BOLSA DE ESPECIALISTAS VISÃO, 23-01-2023
por Adão Carvalho, Secretário-Geral do SMMP


Cumpre agora à Assembleia da República encontrar uma solução legislativa que assente num bem jurídico-penal constitucionalmente relevante e que permita conferir tutela efetiva à vida e integridade física dos animais


Esta semana foi notícia o pedido que o Ministério Público (MP) efetuou no Tribunal Constitucional de declaração de inconstitucionalidade, com força obrigatória geral, da norma que criminaliza os maus tratos a animais. Em causa está a norma prevista nos artigos 387.º, n.ºs 1 e 2, do Código Penal, introduzida pela Lei n.º 69/2014, de 29 de agosto, que veio criminalizar os maus tratos a animais de companhia.

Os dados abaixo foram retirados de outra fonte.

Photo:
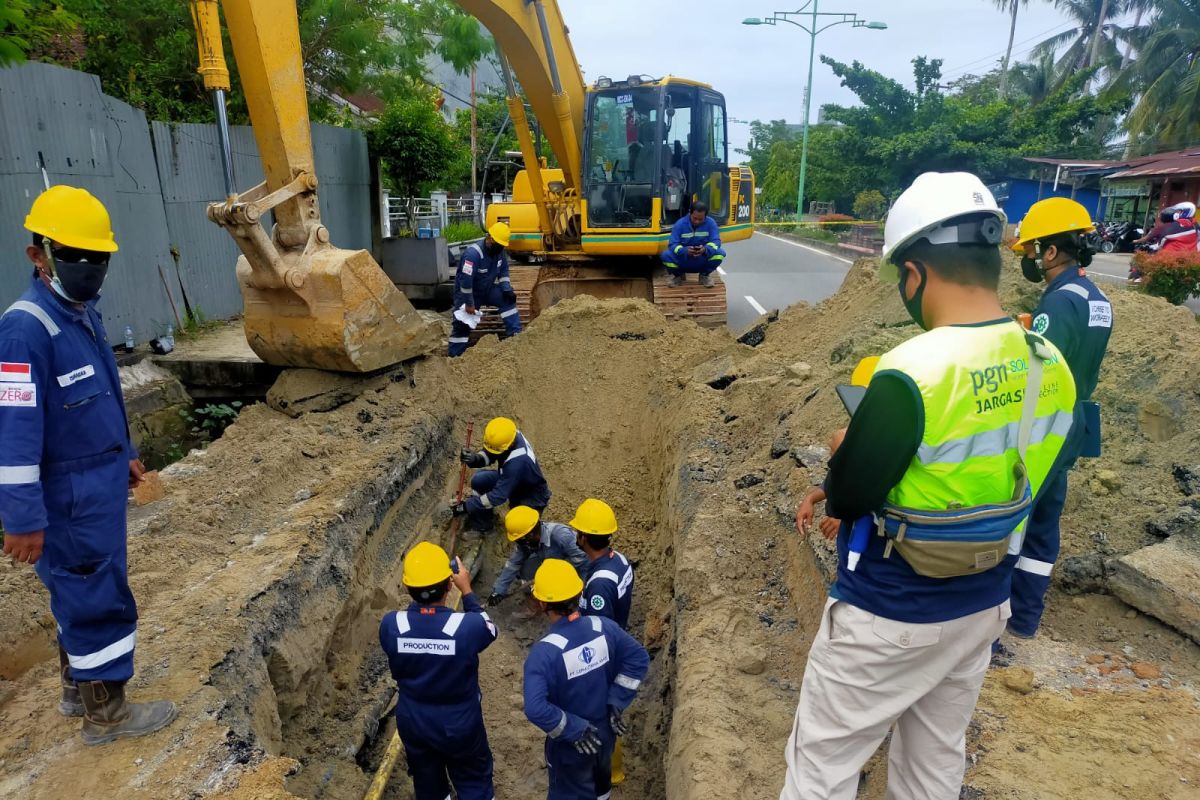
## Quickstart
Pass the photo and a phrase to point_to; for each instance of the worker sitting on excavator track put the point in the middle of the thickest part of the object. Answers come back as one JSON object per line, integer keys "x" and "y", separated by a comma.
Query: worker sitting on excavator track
{"x": 483, "y": 280}
{"x": 695, "y": 246}
{"x": 433, "y": 655}
{"x": 517, "y": 479}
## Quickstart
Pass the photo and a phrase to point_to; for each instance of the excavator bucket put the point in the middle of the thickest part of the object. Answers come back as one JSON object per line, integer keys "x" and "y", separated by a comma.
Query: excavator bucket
{"x": 346, "y": 316}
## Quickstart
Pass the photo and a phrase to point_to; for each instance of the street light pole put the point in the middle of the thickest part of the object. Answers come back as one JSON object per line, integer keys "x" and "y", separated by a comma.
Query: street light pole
{"x": 808, "y": 106}
{"x": 811, "y": 29}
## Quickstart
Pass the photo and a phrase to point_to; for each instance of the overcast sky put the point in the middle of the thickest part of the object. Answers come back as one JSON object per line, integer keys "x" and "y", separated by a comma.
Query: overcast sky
{"x": 762, "y": 70}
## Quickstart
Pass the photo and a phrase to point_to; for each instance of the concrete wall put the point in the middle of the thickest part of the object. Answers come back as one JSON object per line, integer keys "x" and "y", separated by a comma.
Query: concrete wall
{"x": 156, "y": 180}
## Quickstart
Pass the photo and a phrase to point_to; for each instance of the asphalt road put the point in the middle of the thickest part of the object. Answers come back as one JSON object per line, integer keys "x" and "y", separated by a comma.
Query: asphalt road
{"x": 767, "y": 272}
{"x": 1114, "y": 269}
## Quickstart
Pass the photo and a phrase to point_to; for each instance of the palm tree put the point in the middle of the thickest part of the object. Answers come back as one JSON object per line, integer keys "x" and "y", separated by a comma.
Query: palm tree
{"x": 1092, "y": 41}
{"x": 1168, "y": 113}
{"x": 1036, "y": 80}
{"x": 1012, "y": 7}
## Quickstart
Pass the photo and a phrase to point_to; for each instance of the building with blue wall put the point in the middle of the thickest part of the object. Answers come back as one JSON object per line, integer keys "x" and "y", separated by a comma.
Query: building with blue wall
{"x": 1017, "y": 194}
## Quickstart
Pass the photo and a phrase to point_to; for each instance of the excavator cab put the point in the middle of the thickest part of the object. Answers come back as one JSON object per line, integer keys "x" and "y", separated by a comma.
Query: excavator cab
{"x": 653, "y": 149}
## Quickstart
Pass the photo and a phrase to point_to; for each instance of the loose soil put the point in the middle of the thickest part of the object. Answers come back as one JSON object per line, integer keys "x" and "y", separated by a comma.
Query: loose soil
{"x": 263, "y": 573}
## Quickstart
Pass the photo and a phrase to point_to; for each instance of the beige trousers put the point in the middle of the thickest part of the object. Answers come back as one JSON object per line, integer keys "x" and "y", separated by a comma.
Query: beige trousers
{"x": 867, "y": 674}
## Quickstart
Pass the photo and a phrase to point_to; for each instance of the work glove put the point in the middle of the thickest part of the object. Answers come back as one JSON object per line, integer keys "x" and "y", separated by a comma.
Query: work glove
{"x": 589, "y": 743}
{"x": 472, "y": 458}
{"x": 617, "y": 721}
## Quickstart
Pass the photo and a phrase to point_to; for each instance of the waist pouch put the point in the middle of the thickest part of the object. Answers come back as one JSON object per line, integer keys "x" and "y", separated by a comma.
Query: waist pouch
{"x": 958, "y": 541}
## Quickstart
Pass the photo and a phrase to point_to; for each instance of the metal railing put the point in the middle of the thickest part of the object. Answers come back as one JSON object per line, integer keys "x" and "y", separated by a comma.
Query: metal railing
{"x": 435, "y": 212}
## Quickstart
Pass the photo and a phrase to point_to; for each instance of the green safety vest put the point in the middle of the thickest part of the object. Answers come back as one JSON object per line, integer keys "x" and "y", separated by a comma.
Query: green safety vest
{"x": 972, "y": 384}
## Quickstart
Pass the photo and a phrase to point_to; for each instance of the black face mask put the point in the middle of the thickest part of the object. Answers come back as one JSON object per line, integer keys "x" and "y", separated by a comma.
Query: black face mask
{"x": 1032, "y": 270}
{"x": 913, "y": 306}
{"x": 78, "y": 274}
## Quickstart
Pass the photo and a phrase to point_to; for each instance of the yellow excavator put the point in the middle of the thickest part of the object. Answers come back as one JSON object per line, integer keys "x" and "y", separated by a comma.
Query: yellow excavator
{"x": 633, "y": 154}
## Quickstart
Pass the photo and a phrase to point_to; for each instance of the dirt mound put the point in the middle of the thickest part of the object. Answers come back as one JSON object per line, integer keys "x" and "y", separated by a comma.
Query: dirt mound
{"x": 263, "y": 575}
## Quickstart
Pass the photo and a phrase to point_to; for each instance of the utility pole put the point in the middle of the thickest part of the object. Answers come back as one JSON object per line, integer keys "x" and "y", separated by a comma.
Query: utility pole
{"x": 474, "y": 133}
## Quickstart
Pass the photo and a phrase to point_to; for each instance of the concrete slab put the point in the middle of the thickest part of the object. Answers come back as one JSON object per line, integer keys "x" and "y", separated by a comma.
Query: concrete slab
{"x": 219, "y": 364}
{"x": 1164, "y": 582}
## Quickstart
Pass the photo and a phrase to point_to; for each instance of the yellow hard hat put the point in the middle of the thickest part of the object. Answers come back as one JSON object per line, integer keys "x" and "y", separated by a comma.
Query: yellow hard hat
{"x": 520, "y": 521}
{"x": 1054, "y": 215}
{"x": 72, "y": 217}
{"x": 499, "y": 434}
{"x": 863, "y": 372}
{"x": 594, "y": 517}
{"x": 501, "y": 234}
{"x": 557, "y": 581}
{"x": 426, "y": 565}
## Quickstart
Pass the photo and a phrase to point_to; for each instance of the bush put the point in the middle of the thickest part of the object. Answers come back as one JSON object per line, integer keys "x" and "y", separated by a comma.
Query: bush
{"x": 462, "y": 232}
{"x": 838, "y": 223}
{"x": 869, "y": 204}
{"x": 1171, "y": 276}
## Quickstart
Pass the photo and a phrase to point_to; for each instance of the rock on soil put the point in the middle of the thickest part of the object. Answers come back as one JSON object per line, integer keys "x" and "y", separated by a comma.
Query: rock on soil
{"x": 1163, "y": 581}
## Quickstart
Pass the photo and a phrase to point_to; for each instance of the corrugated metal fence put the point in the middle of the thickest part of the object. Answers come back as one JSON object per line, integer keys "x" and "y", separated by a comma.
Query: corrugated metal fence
{"x": 156, "y": 180}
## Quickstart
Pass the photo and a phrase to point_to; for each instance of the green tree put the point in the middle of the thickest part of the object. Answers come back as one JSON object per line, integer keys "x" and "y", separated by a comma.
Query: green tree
{"x": 870, "y": 204}
{"x": 144, "y": 50}
{"x": 1012, "y": 7}
{"x": 1093, "y": 38}
{"x": 35, "y": 29}
{"x": 898, "y": 133}
{"x": 1168, "y": 112}
{"x": 763, "y": 137}
{"x": 496, "y": 136}
{"x": 779, "y": 180}
{"x": 414, "y": 142}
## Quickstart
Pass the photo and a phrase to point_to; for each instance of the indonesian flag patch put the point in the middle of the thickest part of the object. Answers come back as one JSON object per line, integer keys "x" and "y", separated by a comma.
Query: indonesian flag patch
{"x": 15, "y": 372}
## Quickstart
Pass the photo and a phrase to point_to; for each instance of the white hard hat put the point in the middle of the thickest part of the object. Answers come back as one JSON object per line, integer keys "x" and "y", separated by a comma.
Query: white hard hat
{"x": 933, "y": 199}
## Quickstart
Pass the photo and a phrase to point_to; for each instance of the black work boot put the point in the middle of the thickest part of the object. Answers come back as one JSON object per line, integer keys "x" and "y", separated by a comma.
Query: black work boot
{"x": 70, "y": 705}
{"x": 107, "y": 716}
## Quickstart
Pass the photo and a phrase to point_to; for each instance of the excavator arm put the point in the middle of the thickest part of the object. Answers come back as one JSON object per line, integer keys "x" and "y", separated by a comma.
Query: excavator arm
{"x": 307, "y": 304}
{"x": 533, "y": 38}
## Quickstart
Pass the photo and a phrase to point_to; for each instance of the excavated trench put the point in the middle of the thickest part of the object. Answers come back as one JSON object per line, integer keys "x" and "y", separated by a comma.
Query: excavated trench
{"x": 712, "y": 600}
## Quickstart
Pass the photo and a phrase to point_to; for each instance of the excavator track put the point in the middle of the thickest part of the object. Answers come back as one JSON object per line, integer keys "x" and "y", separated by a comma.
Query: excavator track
{"x": 540, "y": 287}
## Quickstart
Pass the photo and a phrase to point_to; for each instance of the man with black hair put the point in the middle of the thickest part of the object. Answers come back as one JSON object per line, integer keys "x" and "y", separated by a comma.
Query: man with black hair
{"x": 1078, "y": 318}
{"x": 695, "y": 246}
{"x": 579, "y": 680}
{"x": 955, "y": 433}
{"x": 433, "y": 655}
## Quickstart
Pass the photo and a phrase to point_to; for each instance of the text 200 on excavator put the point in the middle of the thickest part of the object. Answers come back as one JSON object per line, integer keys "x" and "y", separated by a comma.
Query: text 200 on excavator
{"x": 633, "y": 155}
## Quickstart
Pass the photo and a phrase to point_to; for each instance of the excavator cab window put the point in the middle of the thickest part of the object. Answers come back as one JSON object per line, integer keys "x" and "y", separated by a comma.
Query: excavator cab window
{"x": 622, "y": 163}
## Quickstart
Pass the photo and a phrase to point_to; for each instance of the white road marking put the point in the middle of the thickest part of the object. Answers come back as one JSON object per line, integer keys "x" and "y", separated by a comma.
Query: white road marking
{"x": 796, "y": 244}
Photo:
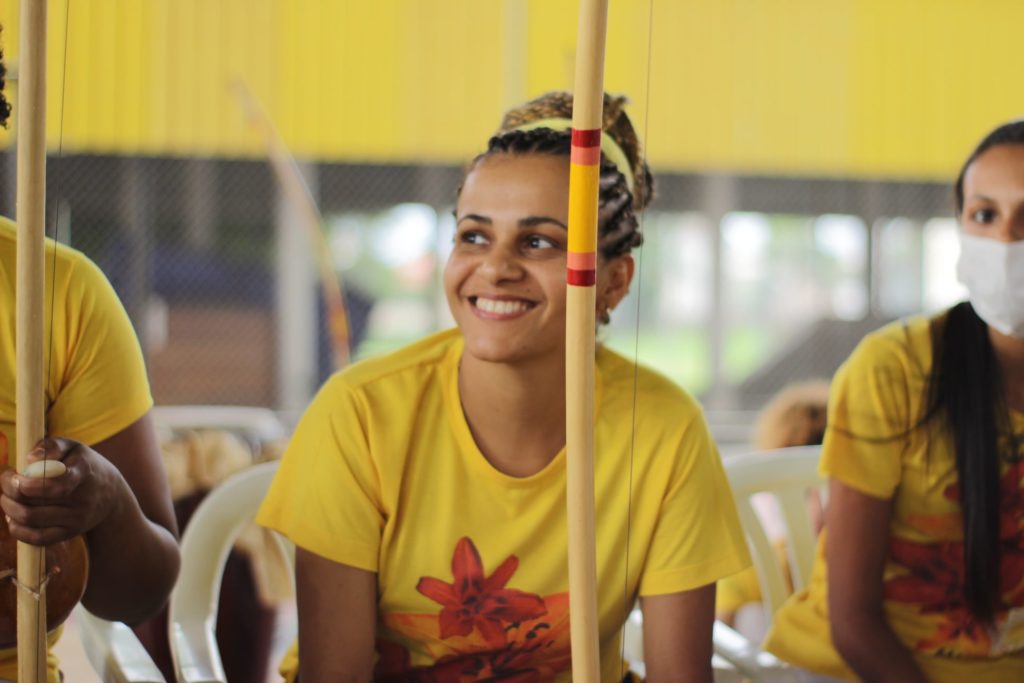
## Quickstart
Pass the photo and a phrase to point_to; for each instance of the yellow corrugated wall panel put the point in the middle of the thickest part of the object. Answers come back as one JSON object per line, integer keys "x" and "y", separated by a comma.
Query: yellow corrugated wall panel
{"x": 843, "y": 87}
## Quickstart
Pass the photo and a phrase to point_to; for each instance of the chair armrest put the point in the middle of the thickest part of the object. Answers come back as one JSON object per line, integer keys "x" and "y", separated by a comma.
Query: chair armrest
{"x": 115, "y": 651}
{"x": 197, "y": 658}
{"x": 750, "y": 659}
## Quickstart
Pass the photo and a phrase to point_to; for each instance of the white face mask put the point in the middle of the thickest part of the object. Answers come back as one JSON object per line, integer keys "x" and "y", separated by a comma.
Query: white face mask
{"x": 993, "y": 274}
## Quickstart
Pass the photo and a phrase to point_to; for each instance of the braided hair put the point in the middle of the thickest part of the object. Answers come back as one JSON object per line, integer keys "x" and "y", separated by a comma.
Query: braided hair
{"x": 4, "y": 104}
{"x": 619, "y": 228}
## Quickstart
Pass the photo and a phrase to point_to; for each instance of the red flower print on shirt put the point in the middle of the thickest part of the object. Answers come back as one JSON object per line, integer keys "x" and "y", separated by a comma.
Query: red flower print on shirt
{"x": 935, "y": 580}
{"x": 474, "y": 601}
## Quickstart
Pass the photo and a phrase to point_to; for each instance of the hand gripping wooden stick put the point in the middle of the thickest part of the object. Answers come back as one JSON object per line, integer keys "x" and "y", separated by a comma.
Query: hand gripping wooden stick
{"x": 29, "y": 317}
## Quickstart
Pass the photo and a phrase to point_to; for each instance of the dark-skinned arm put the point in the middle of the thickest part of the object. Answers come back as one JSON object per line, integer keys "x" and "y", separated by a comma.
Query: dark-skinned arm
{"x": 677, "y": 636}
{"x": 115, "y": 494}
{"x": 337, "y": 607}
{"x": 855, "y": 549}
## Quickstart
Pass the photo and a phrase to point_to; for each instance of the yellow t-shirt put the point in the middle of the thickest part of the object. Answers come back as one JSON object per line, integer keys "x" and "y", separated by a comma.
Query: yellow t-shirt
{"x": 877, "y": 394}
{"x": 95, "y": 378}
{"x": 383, "y": 474}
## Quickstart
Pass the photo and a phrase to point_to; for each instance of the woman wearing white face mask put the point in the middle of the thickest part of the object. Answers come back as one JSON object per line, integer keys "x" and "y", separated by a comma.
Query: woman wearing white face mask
{"x": 920, "y": 574}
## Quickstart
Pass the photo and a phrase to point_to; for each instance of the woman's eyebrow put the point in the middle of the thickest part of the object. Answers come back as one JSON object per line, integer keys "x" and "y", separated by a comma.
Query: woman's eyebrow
{"x": 474, "y": 217}
{"x": 532, "y": 221}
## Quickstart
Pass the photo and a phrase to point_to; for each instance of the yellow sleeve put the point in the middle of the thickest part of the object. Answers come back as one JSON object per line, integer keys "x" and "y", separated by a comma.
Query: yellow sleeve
{"x": 737, "y": 590}
{"x": 698, "y": 539}
{"x": 869, "y": 418}
{"x": 326, "y": 496}
{"x": 99, "y": 386}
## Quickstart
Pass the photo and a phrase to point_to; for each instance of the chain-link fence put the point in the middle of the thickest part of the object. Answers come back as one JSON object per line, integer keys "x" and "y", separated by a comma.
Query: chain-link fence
{"x": 744, "y": 283}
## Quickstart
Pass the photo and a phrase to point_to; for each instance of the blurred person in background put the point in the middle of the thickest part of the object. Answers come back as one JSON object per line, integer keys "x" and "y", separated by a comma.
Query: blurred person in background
{"x": 426, "y": 489}
{"x": 795, "y": 416}
{"x": 115, "y": 492}
{"x": 925, "y": 524}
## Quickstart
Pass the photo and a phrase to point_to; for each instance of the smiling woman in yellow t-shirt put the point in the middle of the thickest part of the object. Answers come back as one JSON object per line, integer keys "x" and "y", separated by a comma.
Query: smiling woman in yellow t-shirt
{"x": 426, "y": 489}
{"x": 922, "y": 574}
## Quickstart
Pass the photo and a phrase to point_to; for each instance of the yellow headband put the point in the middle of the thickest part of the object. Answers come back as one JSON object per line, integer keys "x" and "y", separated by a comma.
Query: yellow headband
{"x": 609, "y": 147}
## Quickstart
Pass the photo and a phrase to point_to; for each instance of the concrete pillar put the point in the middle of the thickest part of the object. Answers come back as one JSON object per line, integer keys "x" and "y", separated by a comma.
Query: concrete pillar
{"x": 296, "y": 305}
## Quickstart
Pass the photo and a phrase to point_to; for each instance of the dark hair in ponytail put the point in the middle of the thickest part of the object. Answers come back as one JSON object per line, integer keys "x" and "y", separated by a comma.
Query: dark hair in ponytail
{"x": 966, "y": 391}
{"x": 4, "y": 104}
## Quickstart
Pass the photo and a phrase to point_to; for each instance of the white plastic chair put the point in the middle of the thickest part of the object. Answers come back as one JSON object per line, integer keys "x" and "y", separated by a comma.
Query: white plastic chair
{"x": 205, "y": 545}
{"x": 787, "y": 474}
{"x": 115, "y": 652}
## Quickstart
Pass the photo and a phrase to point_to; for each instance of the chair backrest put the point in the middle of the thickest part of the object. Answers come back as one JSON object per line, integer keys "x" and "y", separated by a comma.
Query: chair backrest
{"x": 787, "y": 474}
{"x": 205, "y": 545}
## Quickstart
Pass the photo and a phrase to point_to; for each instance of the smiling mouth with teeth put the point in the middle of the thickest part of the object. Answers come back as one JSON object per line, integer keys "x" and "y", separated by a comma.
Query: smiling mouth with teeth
{"x": 500, "y": 306}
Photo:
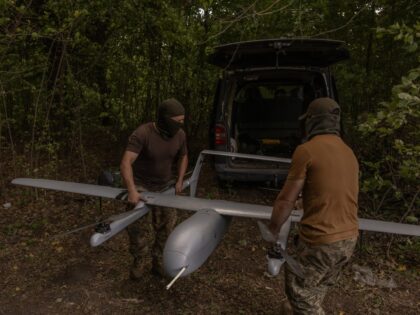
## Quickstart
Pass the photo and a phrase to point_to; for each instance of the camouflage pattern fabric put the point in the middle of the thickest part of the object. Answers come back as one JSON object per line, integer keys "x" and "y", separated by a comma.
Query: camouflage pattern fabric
{"x": 147, "y": 240}
{"x": 322, "y": 265}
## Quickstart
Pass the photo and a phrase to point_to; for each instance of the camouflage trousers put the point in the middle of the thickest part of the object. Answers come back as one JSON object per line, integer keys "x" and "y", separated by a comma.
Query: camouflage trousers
{"x": 147, "y": 240}
{"x": 322, "y": 265}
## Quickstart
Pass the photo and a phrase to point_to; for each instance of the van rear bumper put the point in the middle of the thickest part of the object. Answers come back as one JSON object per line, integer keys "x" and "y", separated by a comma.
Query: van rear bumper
{"x": 250, "y": 174}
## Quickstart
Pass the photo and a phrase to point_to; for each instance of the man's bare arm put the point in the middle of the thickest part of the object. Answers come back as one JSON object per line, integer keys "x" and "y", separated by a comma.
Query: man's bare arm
{"x": 182, "y": 168}
{"x": 127, "y": 175}
{"x": 284, "y": 204}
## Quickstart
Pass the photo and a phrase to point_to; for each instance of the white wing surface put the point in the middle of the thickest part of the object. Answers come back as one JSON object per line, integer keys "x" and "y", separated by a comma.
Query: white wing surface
{"x": 230, "y": 208}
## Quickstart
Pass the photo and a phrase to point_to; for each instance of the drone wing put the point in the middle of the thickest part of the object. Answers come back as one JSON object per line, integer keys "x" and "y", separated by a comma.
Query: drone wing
{"x": 229, "y": 208}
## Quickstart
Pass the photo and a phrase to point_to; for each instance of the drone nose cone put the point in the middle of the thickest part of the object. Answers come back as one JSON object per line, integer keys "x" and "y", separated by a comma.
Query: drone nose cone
{"x": 173, "y": 262}
{"x": 192, "y": 242}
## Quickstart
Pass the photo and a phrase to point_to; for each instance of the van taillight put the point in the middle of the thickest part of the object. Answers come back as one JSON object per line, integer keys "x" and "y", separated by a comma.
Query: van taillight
{"x": 220, "y": 135}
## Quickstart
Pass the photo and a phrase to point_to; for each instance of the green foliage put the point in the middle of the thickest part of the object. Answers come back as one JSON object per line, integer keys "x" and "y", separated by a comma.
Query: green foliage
{"x": 391, "y": 150}
{"x": 78, "y": 76}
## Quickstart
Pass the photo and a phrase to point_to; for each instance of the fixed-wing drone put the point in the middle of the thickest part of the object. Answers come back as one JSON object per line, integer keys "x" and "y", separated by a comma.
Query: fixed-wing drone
{"x": 193, "y": 241}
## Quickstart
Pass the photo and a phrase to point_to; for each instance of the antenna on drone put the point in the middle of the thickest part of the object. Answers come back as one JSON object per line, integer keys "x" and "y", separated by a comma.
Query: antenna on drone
{"x": 176, "y": 277}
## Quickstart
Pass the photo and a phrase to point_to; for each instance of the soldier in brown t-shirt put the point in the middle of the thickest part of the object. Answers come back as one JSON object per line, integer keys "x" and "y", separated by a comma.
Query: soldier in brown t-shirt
{"x": 147, "y": 163}
{"x": 326, "y": 171}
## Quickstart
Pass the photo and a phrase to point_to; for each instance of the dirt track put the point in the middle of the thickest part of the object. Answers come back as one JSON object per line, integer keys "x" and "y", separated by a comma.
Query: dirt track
{"x": 42, "y": 275}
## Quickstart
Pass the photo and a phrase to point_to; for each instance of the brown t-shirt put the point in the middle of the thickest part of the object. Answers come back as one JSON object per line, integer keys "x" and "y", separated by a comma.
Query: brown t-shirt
{"x": 153, "y": 166}
{"x": 331, "y": 189}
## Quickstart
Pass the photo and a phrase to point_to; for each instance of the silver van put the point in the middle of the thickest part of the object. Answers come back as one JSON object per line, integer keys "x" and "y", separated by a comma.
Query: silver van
{"x": 265, "y": 86}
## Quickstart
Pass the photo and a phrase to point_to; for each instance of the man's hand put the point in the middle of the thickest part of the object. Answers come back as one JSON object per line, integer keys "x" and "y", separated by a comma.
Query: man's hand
{"x": 266, "y": 234}
{"x": 178, "y": 187}
{"x": 134, "y": 197}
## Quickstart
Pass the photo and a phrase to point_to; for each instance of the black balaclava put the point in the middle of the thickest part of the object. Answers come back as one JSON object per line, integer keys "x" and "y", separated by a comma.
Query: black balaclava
{"x": 322, "y": 117}
{"x": 169, "y": 108}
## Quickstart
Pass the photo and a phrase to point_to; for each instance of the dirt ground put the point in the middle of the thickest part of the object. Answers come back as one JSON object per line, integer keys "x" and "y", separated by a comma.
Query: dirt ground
{"x": 40, "y": 274}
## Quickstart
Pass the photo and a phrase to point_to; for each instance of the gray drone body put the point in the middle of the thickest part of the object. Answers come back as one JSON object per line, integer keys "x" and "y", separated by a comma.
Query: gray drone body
{"x": 192, "y": 242}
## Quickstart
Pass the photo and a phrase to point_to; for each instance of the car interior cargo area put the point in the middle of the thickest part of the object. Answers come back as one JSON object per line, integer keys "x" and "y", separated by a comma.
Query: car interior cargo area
{"x": 264, "y": 113}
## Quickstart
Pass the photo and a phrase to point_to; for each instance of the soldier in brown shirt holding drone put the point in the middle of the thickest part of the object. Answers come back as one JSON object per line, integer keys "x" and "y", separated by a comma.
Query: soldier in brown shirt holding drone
{"x": 147, "y": 165}
{"x": 326, "y": 171}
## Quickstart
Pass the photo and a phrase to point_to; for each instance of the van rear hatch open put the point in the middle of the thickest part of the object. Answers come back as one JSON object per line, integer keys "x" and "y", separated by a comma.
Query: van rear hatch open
{"x": 279, "y": 52}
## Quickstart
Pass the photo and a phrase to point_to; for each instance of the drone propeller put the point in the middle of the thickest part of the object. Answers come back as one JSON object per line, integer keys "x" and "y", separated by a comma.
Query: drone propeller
{"x": 278, "y": 250}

Cumpre compreender o enquadramento da atuação do Ministério Público. Ora, o Tribunal Constitucional concluiu, em três casos concretos, isto é, em sede de recurso de decisões proferidas pelos tribunais comuns em três processos em que foi suscitada a inconstitucionalidade da referida norma incriminadora, pela inexistência de fundamento constitucional para a criminalização dos maus tratos a animais de companhia.

A razão para a declaração de inconstitucionalidade prende-se, naquilo que foi o entendimento do TC, nos referidos três casos em que foi chamado a pronunciar-se, com o facto de a criminalização de uma conduta dever sempre exprimir o que em determinado momento constitua um sentimento de censura ético-jurídica dominante na sua comunidade e, para que tal aconteça, é indispensável que essa conduta se mostre ofensiva – e suficientemente ofensiva – para um bem jurídico com dignidade constitucional. Em linguagem mais simples, não pode existir a restrição de direitos fundamentais, como a liberdade, a não ser em nome de outros direitos ou interesses constitucionalmente consagrados.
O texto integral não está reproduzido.